Republicans are trying to distance themselves from the national sales tax plan. Too late
House Republicans are once again—or is it still?—in disarray, as one after another of the promises Kevin McCarthy made in his quest to eke out the votes needed for speaker comes due. McCarthy’s pledge that the “Fair Tax” would at least go to committee is Republicans’ latest self-inflicted wound. Poor babies. Governing is so difficult for them.
The Fair Tax, a national sales tax replacing the federal income, payroll, and estate taxes and abolishing the IRS, is such a terrible idea that even many Republicans oppose it, and Republican leaders, McCarthy included, realize that promoting it in any way hands Democrats a potent weapon. But McCarthy is such a weak leader that the only way he could drag himself over the finish line to speaker was to make this kind of promise, and now he has to live with the results.
The results? Republicans associating themselves with a bill that would lower taxes for rich people and raise them for middle-class people by eliminating the federal income tax only to put a 30% additional tax on literally every purchase. A 2011 Tax Policy Center analysis of an earlier version of this plan concluded that it would “reduce the tax burden for the top 1 percent (who make an average of $1.6 million per year) by a stunning 40 percent.”
House Republicans, other than the ones pushing the bill, the ones who leveraged their speaker votes into a pledge from McCarthy—who does not himself support it—that it would go through the committee process understand that this is politically toxic.
“There’s never going to be a vote for it,” Republican Rep. David Schweikert told Politico. “I have no opinion yet,” said Rep. Carol Miller. Nice try, guys, but even if there isn’t a vote in the end, your party still owns it, not just because of the far-right lawmakers who support the bill but because they got enough power in the party to get legislation like this onto the agenda.
How toxic is this bill? You may remember Republican anti-tax zealot Grover Norquist as the guy who said: “My goal is to cut government in half in twenty-five years, to get it down to the size where we can drown it in the bathtub.” But Norquist and his organization, Americans for Tax Reform, are blasting the Fair Tax.
”A small minority of House Republicans may force a vote on the creation of a national sales tax,” Norquist wrote at The Atlantic last week. “This will needlessly give Democrats a political cudgel in exchange for a flawed bill with no hope of passing.”

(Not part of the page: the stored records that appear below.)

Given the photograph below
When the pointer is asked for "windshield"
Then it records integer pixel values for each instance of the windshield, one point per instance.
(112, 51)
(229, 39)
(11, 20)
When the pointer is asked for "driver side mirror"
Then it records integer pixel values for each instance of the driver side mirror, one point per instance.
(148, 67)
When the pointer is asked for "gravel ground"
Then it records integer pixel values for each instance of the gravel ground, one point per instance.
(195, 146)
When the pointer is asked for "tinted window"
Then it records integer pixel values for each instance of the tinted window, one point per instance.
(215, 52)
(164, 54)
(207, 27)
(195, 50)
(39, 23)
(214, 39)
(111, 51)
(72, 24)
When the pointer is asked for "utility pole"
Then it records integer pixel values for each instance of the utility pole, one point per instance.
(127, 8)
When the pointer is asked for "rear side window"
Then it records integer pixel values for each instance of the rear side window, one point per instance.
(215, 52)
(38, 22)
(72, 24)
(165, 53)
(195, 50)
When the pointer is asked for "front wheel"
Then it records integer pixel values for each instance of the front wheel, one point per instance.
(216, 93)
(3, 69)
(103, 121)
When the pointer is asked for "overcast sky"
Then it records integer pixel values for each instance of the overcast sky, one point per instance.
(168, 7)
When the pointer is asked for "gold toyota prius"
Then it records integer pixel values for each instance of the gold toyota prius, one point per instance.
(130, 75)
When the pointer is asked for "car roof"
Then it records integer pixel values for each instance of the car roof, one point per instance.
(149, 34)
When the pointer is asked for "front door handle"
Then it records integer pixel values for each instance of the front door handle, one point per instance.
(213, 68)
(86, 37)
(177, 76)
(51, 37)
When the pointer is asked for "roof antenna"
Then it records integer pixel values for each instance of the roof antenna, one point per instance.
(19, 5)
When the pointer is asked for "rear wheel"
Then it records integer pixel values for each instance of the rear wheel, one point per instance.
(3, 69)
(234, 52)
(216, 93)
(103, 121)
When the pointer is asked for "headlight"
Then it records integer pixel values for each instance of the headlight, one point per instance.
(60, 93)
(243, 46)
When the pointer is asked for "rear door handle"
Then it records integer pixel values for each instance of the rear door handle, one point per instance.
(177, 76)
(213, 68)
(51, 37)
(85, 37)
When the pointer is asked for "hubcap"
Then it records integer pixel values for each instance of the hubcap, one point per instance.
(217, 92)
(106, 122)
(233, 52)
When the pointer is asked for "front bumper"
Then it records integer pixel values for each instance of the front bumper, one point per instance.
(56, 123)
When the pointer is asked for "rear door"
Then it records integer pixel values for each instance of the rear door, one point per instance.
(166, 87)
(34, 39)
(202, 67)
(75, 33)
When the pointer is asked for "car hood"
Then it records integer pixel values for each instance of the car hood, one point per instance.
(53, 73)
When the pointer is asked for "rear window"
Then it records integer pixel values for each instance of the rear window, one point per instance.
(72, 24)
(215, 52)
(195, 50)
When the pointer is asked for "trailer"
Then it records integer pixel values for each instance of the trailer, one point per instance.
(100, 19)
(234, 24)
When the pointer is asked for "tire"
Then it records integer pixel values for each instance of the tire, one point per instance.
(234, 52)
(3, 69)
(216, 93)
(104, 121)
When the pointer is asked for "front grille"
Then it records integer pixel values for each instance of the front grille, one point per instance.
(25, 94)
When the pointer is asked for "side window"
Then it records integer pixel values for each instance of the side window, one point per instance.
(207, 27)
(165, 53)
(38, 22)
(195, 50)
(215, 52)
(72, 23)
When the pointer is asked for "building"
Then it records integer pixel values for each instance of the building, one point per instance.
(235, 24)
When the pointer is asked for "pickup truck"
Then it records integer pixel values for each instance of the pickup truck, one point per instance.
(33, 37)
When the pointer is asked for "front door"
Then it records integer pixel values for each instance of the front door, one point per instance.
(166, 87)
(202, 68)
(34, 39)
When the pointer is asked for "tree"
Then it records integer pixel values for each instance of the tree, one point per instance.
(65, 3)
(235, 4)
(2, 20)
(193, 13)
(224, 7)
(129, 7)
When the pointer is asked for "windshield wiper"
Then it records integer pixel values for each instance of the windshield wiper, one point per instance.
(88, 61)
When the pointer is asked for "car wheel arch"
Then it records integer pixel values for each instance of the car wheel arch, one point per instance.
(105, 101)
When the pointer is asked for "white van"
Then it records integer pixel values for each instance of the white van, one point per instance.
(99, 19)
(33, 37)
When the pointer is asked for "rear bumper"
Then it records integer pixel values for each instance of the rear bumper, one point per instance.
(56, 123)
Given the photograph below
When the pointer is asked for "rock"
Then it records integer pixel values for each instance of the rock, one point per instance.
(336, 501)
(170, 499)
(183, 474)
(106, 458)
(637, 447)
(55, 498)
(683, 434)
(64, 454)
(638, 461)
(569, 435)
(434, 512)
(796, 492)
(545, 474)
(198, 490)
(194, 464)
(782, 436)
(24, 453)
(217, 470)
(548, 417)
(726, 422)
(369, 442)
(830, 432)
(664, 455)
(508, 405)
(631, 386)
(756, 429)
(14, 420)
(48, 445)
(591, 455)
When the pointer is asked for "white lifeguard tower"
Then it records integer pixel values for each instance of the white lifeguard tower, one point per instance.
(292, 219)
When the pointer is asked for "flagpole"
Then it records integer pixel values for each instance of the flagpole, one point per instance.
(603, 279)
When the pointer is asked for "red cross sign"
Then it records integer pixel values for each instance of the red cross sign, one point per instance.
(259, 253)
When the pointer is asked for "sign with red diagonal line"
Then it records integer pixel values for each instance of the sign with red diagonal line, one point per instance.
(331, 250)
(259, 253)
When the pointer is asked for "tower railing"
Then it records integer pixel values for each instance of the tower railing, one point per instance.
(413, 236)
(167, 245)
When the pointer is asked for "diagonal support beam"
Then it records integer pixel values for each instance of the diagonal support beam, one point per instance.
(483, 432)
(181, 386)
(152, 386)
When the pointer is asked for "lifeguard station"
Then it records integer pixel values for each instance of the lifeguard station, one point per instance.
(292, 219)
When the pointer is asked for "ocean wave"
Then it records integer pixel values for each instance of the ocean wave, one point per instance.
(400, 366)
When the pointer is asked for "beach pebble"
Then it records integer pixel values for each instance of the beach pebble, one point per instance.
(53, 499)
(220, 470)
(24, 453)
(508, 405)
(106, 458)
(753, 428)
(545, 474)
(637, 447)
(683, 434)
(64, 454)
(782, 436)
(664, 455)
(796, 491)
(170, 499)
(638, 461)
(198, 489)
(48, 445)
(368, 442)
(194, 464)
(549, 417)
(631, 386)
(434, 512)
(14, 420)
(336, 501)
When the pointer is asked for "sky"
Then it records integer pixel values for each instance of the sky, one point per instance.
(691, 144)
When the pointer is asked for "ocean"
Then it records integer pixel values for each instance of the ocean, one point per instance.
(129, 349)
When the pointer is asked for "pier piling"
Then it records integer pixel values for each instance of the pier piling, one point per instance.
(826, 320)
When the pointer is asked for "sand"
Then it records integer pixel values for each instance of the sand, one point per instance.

One of Norquist’s objections to the bill is the provision that lead its chief sponsor, Rep. Buddy Carter, to call it “the only progressive tax reform bill currently pending before Congress.” Namely, “Each household will receive a monthly prebate based on federal poverty levels and household size that will allow families to purchase necessary goods, such as food, shelter, and medicine, essentially tax-free. This is similar to our current individual exemption and refundable tax credit system.” To Norquist, “In all but name, in fact, the Fair Tax’s ‘prebate’ system would establish a universal basic income, one of the left’s favorite policies.” And yet somehow the left does not like this bill.
The Republican who say the Fair Tax won’t get out of committee are almost certainly right. But the Republican Party cannot fully distance itself from a bill that has hung around getting support from significant numbers of Republican lawmakers for decades. Most of all, though, this once again shows how pathetic McCarthy is. To get the résumé line he’d dreamed of, he was willing not only to sacrifice his own effectiveness and power in that role but to once again publicly link Republicans with a disastrous policy.
The extremist Republicans of the House are one problem for their party. The fact that the party’s so-called leaders have allowed the extremists to take control is a bigger problem. And they get no sympathy whatsoever.